Eminim anlamışsınızdır. Ama altını çizeyim: İmamoğlu ve 100’den fazla kişiyi gözaltına almak siyasi değil.. Buna tepki göstermek siyasi!
* Siyaset erki, nam-ı diğer Saray sessizliğini korudu ama Hazine Bakanı Mehmet Şimşek öne çıkıp konuşmak zorunda kaldı. Zira piyasalarda fırtına kopmuştu. Dolar 40, Euro 42 liraya çıktı. Borsa o kadar düştü ki iki kez devre kesildi. Günün özeti mi? İktidar bu kez “TL’yi arama kurtarma operasyonu” düzenledi. Bunun için de devlet bankaları 8 milyar doları piyasaya akıtarak, ekonomi uzmanlarının deyimiyle “yaktı”. İşe yaradı mı peki? Döviz, altın ve borsa verilerine bakınca “pek değil”. Ne de olsa, Mynet sitesinin haberine göre piyasalarda fırtına kopunca Kapalıçarşı da kepenk kapattı.

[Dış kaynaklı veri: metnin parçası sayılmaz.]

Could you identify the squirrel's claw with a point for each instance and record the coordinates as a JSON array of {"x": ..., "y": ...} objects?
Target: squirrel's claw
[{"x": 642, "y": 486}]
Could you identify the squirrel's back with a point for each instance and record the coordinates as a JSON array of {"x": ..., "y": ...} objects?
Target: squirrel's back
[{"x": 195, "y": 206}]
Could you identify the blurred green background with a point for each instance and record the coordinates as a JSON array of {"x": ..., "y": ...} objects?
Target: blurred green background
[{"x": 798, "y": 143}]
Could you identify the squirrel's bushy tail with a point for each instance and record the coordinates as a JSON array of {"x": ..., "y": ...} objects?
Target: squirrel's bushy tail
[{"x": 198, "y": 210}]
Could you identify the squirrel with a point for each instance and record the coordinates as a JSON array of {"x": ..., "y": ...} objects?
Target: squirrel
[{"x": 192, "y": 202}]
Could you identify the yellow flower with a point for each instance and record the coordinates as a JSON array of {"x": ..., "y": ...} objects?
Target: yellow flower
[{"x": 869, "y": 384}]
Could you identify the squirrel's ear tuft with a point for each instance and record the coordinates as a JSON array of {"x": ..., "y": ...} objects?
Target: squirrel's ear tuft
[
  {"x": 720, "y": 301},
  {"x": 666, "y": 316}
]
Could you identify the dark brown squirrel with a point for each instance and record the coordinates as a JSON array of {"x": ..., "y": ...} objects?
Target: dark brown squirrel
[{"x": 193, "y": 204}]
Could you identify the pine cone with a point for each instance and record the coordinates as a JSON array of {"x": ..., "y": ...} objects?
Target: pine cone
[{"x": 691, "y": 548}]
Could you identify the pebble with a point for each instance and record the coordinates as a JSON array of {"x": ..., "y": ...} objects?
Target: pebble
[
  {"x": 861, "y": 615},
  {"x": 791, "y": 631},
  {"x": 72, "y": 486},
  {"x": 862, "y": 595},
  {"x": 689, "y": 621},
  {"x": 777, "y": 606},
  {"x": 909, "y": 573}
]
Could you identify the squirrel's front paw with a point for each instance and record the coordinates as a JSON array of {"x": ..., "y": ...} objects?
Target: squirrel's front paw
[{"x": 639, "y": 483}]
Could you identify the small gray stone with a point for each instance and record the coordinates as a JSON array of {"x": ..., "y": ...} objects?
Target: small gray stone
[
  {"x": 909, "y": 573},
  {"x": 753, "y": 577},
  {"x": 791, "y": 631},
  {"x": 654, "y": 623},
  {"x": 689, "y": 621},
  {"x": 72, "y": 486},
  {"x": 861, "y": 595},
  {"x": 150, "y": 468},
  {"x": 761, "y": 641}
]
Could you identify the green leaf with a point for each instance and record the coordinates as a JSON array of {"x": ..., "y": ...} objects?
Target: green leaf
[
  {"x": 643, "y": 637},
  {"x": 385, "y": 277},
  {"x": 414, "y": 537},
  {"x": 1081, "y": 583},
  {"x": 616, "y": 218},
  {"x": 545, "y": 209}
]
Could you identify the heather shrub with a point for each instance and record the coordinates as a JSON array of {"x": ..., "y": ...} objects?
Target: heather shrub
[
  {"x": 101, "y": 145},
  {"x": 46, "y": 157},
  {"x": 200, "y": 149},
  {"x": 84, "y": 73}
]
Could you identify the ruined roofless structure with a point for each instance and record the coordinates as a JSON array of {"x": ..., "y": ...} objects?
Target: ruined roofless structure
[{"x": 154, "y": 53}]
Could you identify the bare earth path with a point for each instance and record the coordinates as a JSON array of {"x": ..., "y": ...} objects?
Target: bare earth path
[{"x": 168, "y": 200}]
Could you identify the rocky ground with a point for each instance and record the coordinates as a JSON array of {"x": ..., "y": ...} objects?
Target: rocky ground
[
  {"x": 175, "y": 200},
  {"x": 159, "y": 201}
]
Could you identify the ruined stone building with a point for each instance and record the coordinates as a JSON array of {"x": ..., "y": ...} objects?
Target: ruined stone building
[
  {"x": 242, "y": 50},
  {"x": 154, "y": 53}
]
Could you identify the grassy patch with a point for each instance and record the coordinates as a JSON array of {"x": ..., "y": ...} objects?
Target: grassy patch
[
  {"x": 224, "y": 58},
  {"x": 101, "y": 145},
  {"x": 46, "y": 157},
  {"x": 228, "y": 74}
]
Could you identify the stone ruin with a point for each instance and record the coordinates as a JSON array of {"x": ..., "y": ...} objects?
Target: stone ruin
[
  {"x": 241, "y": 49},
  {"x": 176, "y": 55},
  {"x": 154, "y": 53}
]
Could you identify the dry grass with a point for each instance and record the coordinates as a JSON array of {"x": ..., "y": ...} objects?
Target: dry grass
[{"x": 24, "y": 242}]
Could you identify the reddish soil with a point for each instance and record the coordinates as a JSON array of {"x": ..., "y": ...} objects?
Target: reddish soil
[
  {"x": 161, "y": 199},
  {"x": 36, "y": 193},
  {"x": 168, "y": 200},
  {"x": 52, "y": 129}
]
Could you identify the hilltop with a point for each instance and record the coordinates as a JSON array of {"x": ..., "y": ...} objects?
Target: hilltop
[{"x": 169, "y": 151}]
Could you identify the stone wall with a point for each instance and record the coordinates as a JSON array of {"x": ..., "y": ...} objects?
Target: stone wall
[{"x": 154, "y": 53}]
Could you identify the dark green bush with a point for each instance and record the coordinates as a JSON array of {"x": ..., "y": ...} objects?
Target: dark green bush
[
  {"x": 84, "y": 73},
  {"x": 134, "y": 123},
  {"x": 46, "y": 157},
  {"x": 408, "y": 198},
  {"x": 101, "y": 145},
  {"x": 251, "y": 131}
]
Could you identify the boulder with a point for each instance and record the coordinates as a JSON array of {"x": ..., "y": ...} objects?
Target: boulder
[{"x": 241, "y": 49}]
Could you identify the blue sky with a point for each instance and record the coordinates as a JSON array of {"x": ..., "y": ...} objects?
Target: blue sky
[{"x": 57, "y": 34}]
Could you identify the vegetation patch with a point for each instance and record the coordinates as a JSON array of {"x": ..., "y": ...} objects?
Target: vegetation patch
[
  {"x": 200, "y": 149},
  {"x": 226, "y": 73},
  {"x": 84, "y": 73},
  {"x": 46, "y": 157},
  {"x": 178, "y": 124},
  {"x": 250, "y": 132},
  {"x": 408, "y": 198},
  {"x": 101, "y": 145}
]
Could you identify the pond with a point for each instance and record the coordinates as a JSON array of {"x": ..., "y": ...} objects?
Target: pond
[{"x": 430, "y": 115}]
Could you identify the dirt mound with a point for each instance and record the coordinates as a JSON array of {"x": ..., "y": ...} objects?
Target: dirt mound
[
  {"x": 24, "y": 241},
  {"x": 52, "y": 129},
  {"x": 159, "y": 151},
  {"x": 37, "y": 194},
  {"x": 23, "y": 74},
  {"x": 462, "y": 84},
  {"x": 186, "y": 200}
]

* Siyasette fırtına diner mi? CHP’nin hem Meclis’te hem de Türkiye’nin dört bir tarafında sokaktaki eylemi sorunun yanıtı gibi. Zaten SARAY’IN SESLERİ daha bugünden başladı. “Dahası var.. Daha neler neler olacak” diye coşkuyla ilan ediyor. Ne mi olacakmış? İBB’ye ve hatta CHP’ye KAYYUM ATANACAKMIŞ. Günün tozu dumanı arasında pek konuşamadığımız İsmail Saymaz hamlesinin de gösterdiği üzere Gezi operasyonu sıradaymış.
* Başta Avrupa, dünya nasıl tepki verdi? Kimler ne dedi diye soracak olursanız… Ona yarın gireceğim. Hem de çok ilginç ve “ibret dolu” bir 12 Eylül’de TRT vakasıyla..
Tabii CHP lideri Özgür Özel’in çağrısıyla akşam 20.30’da yaşanacak Saraçhane buluşmasının notlarına da…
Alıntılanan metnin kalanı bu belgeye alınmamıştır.